そういう意味では信頼はあってるようで少しだけ違うような……うーん、言葉って難しい。
「そういえば、リリアンヌ姉様の子供ももう時期だそうですよ」
「リリアンヌが子供か……ワシらも歳を取ったものだ」
「ふふ、そうですね」
「曾孫とももっと会いたいものだが、エルダートよ、無理のない範囲で連れて行ってくれるかのぅ?」
「ええ、勿論ですよ」
曾孫という言葉に違和感のある二人のだけど、隠居したことで、肩の荷が降りたのか、自由に過ごせてているようだし、少し羨ましくもなる。

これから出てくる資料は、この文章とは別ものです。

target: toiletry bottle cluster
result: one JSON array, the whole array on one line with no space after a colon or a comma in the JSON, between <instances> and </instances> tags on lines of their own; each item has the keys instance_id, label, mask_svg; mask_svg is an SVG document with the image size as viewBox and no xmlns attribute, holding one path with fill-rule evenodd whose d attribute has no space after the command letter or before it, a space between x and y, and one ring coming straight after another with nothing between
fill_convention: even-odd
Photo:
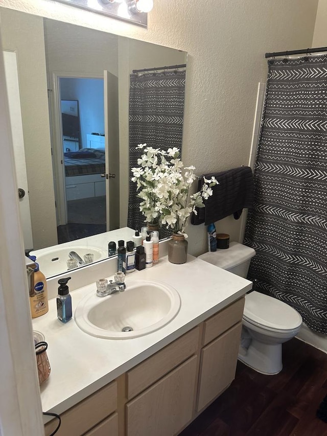
<instances>
[{"instance_id":1,"label":"toiletry bottle cluster","mask_svg":"<svg viewBox=\"0 0 327 436\"><path fill-rule=\"evenodd\" d=\"M139 271L150 268L159 260L159 232L149 232L147 227L143 227L141 234L136 230L131 241L118 241L116 243L111 241L108 244L108 255L117 255L117 269L119 272L128 273L135 269ZM135 250L134 250L134 249Z\"/></svg>"}]
</instances>

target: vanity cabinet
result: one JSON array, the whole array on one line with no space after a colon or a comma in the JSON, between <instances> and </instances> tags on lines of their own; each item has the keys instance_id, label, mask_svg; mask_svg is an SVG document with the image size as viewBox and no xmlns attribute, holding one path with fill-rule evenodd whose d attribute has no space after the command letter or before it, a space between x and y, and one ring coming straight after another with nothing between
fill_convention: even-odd
<instances>
[{"instance_id":1,"label":"vanity cabinet","mask_svg":"<svg viewBox=\"0 0 327 436\"><path fill-rule=\"evenodd\" d=\"M118 436L117 407L117 382L114 381L61 414L61 425L56 436ZM45 436L57 424L57 419L46 424ZM107 428L109 433L105 432Z\"/></svg>"},{"instance_id":2,"label":"vanity cabinet","mask_svg":"<svg viewBox=\"0 0 327 436\"><path fill-rule=\"evenodd\" d=\"M244 299L203 323L197 411L201 412L234 379L242 330Z\"/></svg>"},{"instance_id":3,"label":"vanity cabinet","mask_svg":"<svg viewBox=\"0 0 327 436\"><path fill-rule=\"evenodd\" d=\"M234 379L242 297L62 414L58 436L177 435ZM56 420L45 425L49 436Z\"/></svg>"}]
</instances>

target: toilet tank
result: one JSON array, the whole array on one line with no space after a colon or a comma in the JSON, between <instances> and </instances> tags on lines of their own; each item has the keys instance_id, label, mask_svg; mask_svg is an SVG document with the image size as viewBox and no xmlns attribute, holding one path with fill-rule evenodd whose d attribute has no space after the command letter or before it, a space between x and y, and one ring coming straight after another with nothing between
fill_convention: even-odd
<instances>
[{"instance_id":1,"label":"toilet tank","mask_svg":"<svg viewBox=\"0 0 327 436\"><path fill-rule=\"evenodd\" d=\"M250 247L231 242L229 248L207 251L199 256L199 259L245 278L251 259L255 254L255 250Z\"/></svg>"}]
</instances>

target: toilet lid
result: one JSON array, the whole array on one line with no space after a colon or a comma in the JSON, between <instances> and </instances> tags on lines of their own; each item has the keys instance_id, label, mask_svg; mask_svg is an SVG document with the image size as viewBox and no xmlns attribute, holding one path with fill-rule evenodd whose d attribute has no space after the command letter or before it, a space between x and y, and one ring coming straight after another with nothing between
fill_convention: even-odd
<instances>
[{"instance_id":1,"label":"toilet lid","mask_svg":"<svg viewBox=\"0 0 327 436\"><path fill-rule=\"evenodd\" d=\"M302 324L302 318L290 306L253 291L245 295L244 317L249 322L278 330L291 330Z\"/></svg>"}]
</instances>

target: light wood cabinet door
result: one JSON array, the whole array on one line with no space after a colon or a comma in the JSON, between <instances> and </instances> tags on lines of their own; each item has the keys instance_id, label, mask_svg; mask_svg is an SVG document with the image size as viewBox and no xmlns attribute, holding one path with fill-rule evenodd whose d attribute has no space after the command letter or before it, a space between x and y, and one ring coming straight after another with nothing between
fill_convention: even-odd
<instances>
[{"instance_id":1,"label":"light wood cabinet door","mask_svg":"<svg viewBox=\"0 0 327 436\"><path fill-rule=\"evenodd\" d=\"M172 436L192 419L197 356L126 405L127 436Z\"/></svg>"},{"instance_id":2,"label":"light wood cabinet door","mask_svg":"<svg viewBox=\"0 0 327 436\"><path fill-rule=\"evenodd\" d=\"M197 411L215 399L234 379L242 323L202 349Z\"/></svg>"},{"instance_id":3,"label":"light wood cabinet door","mask_svg":"<svg viewBox=\"0 0 327 436\"><path fill-rule=\"evenodd\" d=\"M113 381L61 415L56 436L81 436L117 408L117 383ZM44 426L45 436L57 425L56 419Z\"/></svg>"},{"instance_id":4,"label":"light wood cabinet door","mask_svg":"<svg viewBox=\"0 0 327 436\"><path fill-rule=\"evenodd\" d=\"M118 414L113 414L84 436L118 436Z\"/></svg>"},{"instance_id":5,"label":"light wood cabinet door","mask_svg":"<svg viewBox=\"0 0 327 436\"><path fill-rule=\"evenodd\" d=\"M151 356L126 374L127 398L131 399L195 354L200 329L196 327Z\"/></svg>"}]
</instances>

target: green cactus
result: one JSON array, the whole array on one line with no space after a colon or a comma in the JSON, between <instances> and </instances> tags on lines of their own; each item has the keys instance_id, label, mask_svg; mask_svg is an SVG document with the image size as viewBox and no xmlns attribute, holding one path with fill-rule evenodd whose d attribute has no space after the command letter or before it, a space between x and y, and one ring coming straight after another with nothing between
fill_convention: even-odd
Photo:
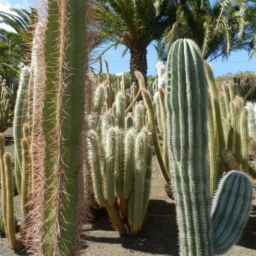
<instances>
[{"instance_id":1,"label":"green cactus","mask_svg":"<svg viewBox=\"0 0 256 256\"><path fill-rule=\"evenodd\" d=\"M23 138L23 125L27 122L28 109L27 90L30 79L29 69L25 67L21 70L20 85L17 93L16 103L14 111L13 137L14 138L14 177L18 192L21 190L21 172L22 160L21 140Z\"/></svg>"},{"instance_id":2,"label":"green cactus","mask_svg":"<svg viewBox=\"0 0 256 256\"><path fill-rule=\"evenodd\" d=\"M12 116L12 112L10 101L11 93L6 80L3 80L1 87L0 132L3 132L11 123L10 119Z\"/></svg>"},{"instance_id":3,"label":"green cactus","mask_svg":"<svg viewBox=\"0 0 256 256\"><path fill-rule=\"evenodd\" d=\"M137 132L139 132L145 125L145 113L143 102L136 102L134 107L134 125Z\"/></svg>"},{"instance_id":4,"label":"green cactus","mask_svg":"<svg viewBox=\"0 0 256 256\"><path fill-rule=\"evenodd\" d=\"M125 130L128 131L130 128L133 127L134 119L131 113L130 112L125 116Z\"/></svg>"},{"instance_id":5,"label":"green cactus","mask_svg":"<svg viewBox=\"0 0 256 256\"><path fill-rule=\"evenodd\" d=\"M252 196L252 184L243 173L229 172L221 180L211 213L215 254L225 253L239 240L250 215Z\"/></svg>"},{"instance_id":6,"label":"green cactus","mask_svg":"<svg viewBox=\"0 0 256 256\"><path fill-rule=\"evenodd\" d=\"M222 252L226 252L241 235L249 215L252 186L245 175L228 173L217 189L211 218L207 84L203 61L193 41L180 39L173 44L167 71L167 141L177 202L180 254L212 256L218 253L216 245L219 244ZM236 180L234 189L232 180ZM236 212L236 215L226 215L223 203L228 204L230 212ZM216 216L221 216L221 220ZM222 229L223 225L225 229Z\"/></svg>"},{"instance_id":7,"label":"green cactus","mask_svg":"<svg viewBox=\"0 0 256 256\"><path fill-rule=\"evenodd\" d=\"M128 221L130 233L136 236L141 229L149 197L148 179L151 176L151 160L148 160L148 136L143 130L135 141L134 186L129 202ZM150 157L151 154L149 154ZM150 186L150 184L149 184Z\"/></svg>"},{"instance_id":8,"label":"green cactus","mask_svg":"<svg viewBox=\"0 0 256 256\"><path fill-rule=\"evenodd\" d=\"M90 107L85 105L84 97L91 96L89 90L86 94L84 90L87 4L82 0L69 0L64 4L61 0L50 0L48 3L42 122L45 140L45 255L54 254L55 245L62 255L70 255L77 249L75 235L83 189L84 157L81 154L84 147L84 140L79 138L83 136L82 131L82 131L86 128L84 108Z\"/></svg>"},{"instance_id":9,"label":"green cactus","mask_svg":"<svg viewBox=\"0 0 256 256\"><path fill-rule=\"evenodd\" d=\"M0 157L2 180L2 204L5 231L11 249L16 249L13 207L13 186L11 155L4 152L4 137L0 134ZM8 203L7 203L8 202Z\"/></svg>"},{"instance_id":10,"label":"green cactus","mask_svg":"<svg viewBox=\"0 0 256 256\"><path fill-rule=\"evenodd\" d=\"M161 133L162 133L163 130L162 123L163 117L161 116L162 112L161 111L160 99L159 97L159 92L158 91L157 91L154 96L153 103L155 106L157 127L159 129L159 131Z\"/></svg>"},{"instance_id":11,"label":"green cactus","mask_svg":"<svg viewBox=\"0 0 256 256\"><path fill-rule=\"evenodd\" d=\"M149 122L150 131L152 133L152 138L154 148L160 167L161 172L163 176L166 180L168 186L171 185L171 177L169 173L169 166L168 165L168 161L166 157L166 154L165 154L164 151L164 155L160 149L159 140L157 136L157 128L155 122L154 112L152 99L148 92L145 89L145 86L144 78L142 75L139 72L135 72L135 76L139 81L140 84L140 90L141 92L143 97L144 104L145 105L147 109L147 113L148 115L148 120ZM165 136L165 141L166 142L166 138ZM164 146L164 148L166 148L165 145ZM164 161L164 160L166 161ZM172 195L169 195L170 197L172 197Z\"/></svg>"}]
</instances>

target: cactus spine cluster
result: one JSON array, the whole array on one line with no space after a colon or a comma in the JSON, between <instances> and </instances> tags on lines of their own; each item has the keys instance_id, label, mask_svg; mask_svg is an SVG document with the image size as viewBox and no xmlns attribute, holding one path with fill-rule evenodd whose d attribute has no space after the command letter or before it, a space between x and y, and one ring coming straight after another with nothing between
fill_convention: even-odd
<instances>
[{"instance_id":1,"label":"cactus spine cluster","mask_svg":"<svg viewBox=\"0 0 256 256\"><path fill-rule=\"evenodd\" d=\"M211 218L207 84L203 61L193 41L181 39L174 43L167 70L168 148L177 201L180 253L212 256L219 252L218 243L221 243L220 250L227 251L240 236L248 216L252 188L245 175L228 173L217 189ZM234 189L232 180L236 181ZM248 189L246 194L245 189ZM230 212L236 212L239 217L221 215L225 208L223 206L228 204ZM240 211L237 211L239 209ZM221 221L215 218L217 215L222 216ZM236 230L230 239L221 229L223 225L229 232Z\"/></svg>"}]
</instances>

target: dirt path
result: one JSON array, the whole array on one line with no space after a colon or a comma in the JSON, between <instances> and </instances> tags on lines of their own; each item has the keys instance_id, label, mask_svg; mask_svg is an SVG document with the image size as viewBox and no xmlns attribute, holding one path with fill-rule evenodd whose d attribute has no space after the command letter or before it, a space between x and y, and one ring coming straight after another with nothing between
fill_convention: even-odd
<instances>
[{"instance_id":1,"label":"dirt path","mask_svg":"<svg viewBox=\"0 0 256 256\"><path fill-rule=\"evenodd\" d=\"M5 133L6 151L13 154L12 129ZM106 217L84 226L86 249L83 256L155 255L178 256L178 230L175 202L166 195L163 180L155 156L152 162L150 201L143 230L136 238L120 238ZM20 215L18 196L15 198L15 214ZM256 256L256 200L248 224L240 242L224 256ZM0 208L0 212L1 208ZM86 236L85 236L86 235ZM0 238L0 256L17 255L10 250L6 239Z\"/></svg>"}]
</instances>

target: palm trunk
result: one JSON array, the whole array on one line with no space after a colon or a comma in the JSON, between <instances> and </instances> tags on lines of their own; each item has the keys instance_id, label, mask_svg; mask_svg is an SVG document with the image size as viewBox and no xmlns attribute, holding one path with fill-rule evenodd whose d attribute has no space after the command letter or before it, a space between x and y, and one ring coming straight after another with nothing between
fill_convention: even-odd
<instances>
[{"instance_id":1,"label":"palm trunk","mask_svg":"<svg viewBox=\"0 0 256 256\"><path fill-rule=\"evenodd\" d=\"M138 80L134 74L136 70L140 71L143 75L147 85L147 71L148 63L147 62L147 49L140 49L134 47L130 49L131 60L130 61L130 70L131 70L131 84L133 82L136 84L137 88L139 87Z\"/></svg>"}]
</instances>

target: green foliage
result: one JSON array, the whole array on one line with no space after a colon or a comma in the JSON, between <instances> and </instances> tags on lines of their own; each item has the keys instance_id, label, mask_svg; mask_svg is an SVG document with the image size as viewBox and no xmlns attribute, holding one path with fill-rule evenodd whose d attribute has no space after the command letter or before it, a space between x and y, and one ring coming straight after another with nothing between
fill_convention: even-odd
<instances>
[{"instance_id":1,"label":"green foliage","mask_svg":"<svg viewBox=\"0 0 256 256\"><path fill-rule=\"evenodd\" d=\"M210 215L208 93L204 70L195 42L180 39L173 44L168 56L165 108L182 256L213 256L227 252L241 236L252 199L248 177L238 172L228 172L220 183ZM208 72L208 81L212 75ZM212 96L212 101L216 99ZM215 111L219 109L216 105L212 105Z\"/></svg>"},{"instance_id":2,"label":"green foliage","mask_svg":"<svg viewBox=\"0 0 256 256\"><path fill-rule=\"evenodd\" d=\"M250 11L252 6L247 0L181 1L174 24L165 32L167 48L178 38L189 38L198 45L203 58L210 61L228 58L233 51L249 50L247 39L251 30L245 29L255 17L255 12Z\"/></svg>"},{"instance_id":3,"label":"green foliage","mask_svg":"<svg viewBox=\"0 0 256 256\"><path fill-rule=\"evenodd\" d=\"M9 75L6 63L15 69L20 63L28 64L30 58L33 31L38 20L36 10L11 9L12 13L0 11L0 23L10 26L12 30L0 29L0 73Z\"/></svg>"}]
</instances>

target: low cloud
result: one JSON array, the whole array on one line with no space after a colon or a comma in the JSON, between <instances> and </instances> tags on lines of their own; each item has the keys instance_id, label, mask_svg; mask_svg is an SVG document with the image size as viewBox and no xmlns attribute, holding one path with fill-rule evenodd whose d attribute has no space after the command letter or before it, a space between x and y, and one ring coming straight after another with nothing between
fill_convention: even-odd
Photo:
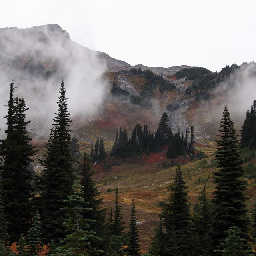
<instances>
[{"instance_id":1,"label":"low cloud","mask_svg":"<svg viewBox=\"0 0 256 256\"><path fill-rule=\"evenodd\" d=\"M12 80L16 87L14 96L24 97L30 108L26 116L32 130L45 132L50 127L58 111L62 79L71 116L93 116L106 91L102 79L105 65L97 52L72 41L68 34L56 25L0 30L1 135L6 128L4 105Z\"/></svg>"}]
</instances>

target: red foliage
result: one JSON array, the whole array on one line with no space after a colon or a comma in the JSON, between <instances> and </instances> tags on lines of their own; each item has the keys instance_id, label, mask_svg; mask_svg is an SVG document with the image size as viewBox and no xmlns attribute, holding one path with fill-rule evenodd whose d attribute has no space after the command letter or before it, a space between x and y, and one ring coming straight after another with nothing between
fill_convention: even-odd
<instances>
[{"instance_id":1,"label":"red foliage","mask_svg":"<svg viewBox=\"0 0 256 256\"><path fill-rule=\"evenodd\" d=\"M152 164L158 162L163 161L166 159L166 155L167 151L168 146L163 147L163 151L157 153L151 153L149 156L144 156L143 160L148 164Z\"/></svg>"}]
</instances>

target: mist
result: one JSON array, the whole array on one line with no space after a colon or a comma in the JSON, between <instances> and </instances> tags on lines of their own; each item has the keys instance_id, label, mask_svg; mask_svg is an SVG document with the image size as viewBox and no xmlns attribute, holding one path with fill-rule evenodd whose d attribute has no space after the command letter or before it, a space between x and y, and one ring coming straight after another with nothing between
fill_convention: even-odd
<instances>
[{"instance_id":1,"label":"mist","mask_svg":"<svg viewBox=\"0 0 256 256\"><path fill-rule=\"evenodd\" d=\"M72 41L56 25L0 30L1 136L12 80L14 96L24 97L29 108L26 115L32 131L50 133L62 80L71 118L93 117L106 91L102 78L106 66L96 52Z\"/></svg>"}]
</instances>

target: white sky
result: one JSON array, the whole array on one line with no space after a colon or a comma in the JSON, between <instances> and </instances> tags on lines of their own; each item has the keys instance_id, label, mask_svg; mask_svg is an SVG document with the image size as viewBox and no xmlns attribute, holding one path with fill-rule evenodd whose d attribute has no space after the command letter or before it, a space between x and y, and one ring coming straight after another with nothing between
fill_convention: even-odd
<instances>
[{"instance_id":1,"label":"white sky","mask_svg":"<svg viewBox=\"0 0 256 256\"><path fill-rule=\"evenodd\" d=\"M0 27L58 24L72 40L133 66L256 60L255 0L1 0Z\"/></svg>"}]
</instances>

まあ、頑張ったあとでの老後なのだろうし、俺もそんな素敵な老後を過ごしたいものだが……その前に婚約者達と結婚して、家庭を作らないとな。
そちらも凄く楽しみなので、早く成人したいものだが、今の婚約者という関係も凄く楽しいので、迷う気持ちもなくはない。
トールよ、お前なら俺の悩み分かるよな?
そんな気持ちで視線を送ると、ヤツはそれを読み取ったように呆れたような表情を浮かべる。
『アホなことを考えてないで、他にも報告することもあるのでは?』
視線でそんな事を言ってるのが伝わる時点で異常な以心伝心なのだが、それにも一理あるので、とりあえず先日会ったレフィーア姉様の息子のフリードの話もするけど、孫も曾孫も可愛いのか、祖父母はその話に実に満足げだったので良かった。
俺も隠居して、孫や曾孫の話を聞いて微笑む祖父母になれるだろうか……うん、頑張ってなろうと決心をしつつ、やはり美味しいピッケの料理に満足しながらお昼を平らげた。
アイリスもピッケの料理は好きだろうし、やはり今度は婚約者も連れてこないとね。